Our analysis also uncovered a novel mononegavirus in I. scapularis, although due to the limited sequence data obtained by HTS, we were limited to the analysis of the L ORF. Our data indicate that this virus may be a novel member of the family Nyamiviridae. Of the three viruses in this family, Nyamanini and Midway viruses display a high degree of similarity and are part of the genus Nyavirus, while the more divergent soybean cyst nematode virus is a representative of a yet-unnamed genus in the Nyamiviridae (47, 60; http://ictvonline.org/virusTaxonomy.asp). The virus uncovered in our study appears to be the most genetically diverse of this group and presumably constitutes a new genus within the Nyamiviridae, although a complete genetic characterization will be required to fully determine its taxonomy.

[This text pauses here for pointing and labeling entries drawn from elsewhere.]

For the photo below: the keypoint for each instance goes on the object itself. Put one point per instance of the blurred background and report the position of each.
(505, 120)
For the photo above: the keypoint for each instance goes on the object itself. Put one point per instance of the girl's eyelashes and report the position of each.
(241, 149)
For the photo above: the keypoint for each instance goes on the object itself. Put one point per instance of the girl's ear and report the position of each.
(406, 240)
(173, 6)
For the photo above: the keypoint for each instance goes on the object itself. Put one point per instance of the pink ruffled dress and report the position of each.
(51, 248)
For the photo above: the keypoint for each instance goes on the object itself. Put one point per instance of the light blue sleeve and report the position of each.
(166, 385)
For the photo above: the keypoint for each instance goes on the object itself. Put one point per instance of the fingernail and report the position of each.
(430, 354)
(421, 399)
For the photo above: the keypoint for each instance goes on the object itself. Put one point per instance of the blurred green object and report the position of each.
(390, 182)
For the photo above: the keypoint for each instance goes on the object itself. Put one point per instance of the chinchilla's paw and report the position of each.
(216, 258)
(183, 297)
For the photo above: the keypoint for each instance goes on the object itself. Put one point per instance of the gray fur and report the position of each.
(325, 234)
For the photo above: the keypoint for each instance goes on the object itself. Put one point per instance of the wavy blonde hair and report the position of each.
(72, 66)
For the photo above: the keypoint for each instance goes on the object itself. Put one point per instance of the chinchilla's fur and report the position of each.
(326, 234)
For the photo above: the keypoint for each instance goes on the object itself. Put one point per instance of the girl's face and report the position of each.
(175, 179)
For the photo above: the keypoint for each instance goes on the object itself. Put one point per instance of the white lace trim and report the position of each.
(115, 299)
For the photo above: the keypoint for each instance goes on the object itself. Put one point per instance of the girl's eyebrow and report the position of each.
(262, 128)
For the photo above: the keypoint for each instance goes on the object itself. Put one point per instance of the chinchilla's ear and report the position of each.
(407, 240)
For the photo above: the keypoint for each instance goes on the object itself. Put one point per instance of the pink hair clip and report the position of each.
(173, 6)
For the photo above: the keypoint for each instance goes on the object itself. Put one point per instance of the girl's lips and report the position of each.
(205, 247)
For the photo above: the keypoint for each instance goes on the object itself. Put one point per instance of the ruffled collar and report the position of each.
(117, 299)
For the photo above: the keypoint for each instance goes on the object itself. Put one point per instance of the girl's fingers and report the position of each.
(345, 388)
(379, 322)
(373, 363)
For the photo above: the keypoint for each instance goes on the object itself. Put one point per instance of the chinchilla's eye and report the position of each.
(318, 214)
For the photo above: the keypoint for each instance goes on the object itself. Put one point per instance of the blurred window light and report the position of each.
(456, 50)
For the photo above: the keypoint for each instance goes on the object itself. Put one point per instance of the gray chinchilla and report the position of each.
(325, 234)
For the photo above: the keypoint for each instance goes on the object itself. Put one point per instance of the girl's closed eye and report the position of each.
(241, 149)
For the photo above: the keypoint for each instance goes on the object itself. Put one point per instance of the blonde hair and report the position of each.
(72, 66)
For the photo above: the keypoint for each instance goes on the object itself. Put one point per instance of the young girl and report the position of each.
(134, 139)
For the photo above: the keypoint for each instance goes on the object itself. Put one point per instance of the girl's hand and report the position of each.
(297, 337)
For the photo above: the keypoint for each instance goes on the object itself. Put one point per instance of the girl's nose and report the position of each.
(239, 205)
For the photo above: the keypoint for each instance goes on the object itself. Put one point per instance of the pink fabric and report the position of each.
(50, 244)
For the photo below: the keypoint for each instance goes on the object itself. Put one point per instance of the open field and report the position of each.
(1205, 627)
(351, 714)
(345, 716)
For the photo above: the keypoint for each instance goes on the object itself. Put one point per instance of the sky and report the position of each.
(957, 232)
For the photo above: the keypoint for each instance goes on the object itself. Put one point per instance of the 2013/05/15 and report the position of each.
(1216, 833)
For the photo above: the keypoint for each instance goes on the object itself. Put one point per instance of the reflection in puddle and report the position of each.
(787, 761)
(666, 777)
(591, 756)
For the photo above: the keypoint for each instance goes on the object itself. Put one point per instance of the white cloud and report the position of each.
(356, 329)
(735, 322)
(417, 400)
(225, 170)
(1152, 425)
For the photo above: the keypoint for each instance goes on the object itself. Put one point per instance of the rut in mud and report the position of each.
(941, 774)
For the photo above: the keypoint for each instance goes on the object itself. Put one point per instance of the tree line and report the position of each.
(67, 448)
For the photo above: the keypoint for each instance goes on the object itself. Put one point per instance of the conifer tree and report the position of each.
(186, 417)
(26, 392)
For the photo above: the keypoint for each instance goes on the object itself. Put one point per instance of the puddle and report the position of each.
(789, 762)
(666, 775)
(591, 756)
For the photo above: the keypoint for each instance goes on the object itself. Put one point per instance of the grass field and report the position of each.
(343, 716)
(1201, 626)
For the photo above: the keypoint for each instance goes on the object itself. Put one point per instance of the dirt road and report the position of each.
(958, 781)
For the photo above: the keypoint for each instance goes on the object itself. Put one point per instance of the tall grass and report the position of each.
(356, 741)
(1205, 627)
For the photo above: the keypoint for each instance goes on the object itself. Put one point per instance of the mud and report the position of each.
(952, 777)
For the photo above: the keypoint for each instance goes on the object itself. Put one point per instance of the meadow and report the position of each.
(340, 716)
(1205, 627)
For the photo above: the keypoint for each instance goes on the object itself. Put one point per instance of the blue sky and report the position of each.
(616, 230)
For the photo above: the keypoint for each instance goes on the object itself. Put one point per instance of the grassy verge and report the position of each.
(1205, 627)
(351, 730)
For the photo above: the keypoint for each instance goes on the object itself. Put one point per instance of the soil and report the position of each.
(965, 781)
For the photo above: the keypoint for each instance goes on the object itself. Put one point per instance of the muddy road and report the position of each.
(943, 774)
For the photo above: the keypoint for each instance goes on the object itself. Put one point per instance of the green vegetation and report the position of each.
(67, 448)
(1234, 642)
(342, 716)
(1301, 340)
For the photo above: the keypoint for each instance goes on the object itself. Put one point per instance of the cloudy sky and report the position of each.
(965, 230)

The results of our study indicate that ticks harbor a wide array of highly diverse viruses. One constraint of our study was the limited geographical distribution of the sampled ticks, as our HTS analysis focused on specimens collected from a single location. While we anticipate that many of the viruses uncovered by our HTS analysis are distributed along the range of their presumed tick hosts, we speculate that other agents remain to be discovered, and analysis of ticks from diverse geographical areas would reveal greater viral diversity of tick-borne viruses. We expect that when additional HTS data from diverse arthropod vectors become available, they will have a profound impact on viral taxonomy and will allow more precise elucidation of evolutionary relationships.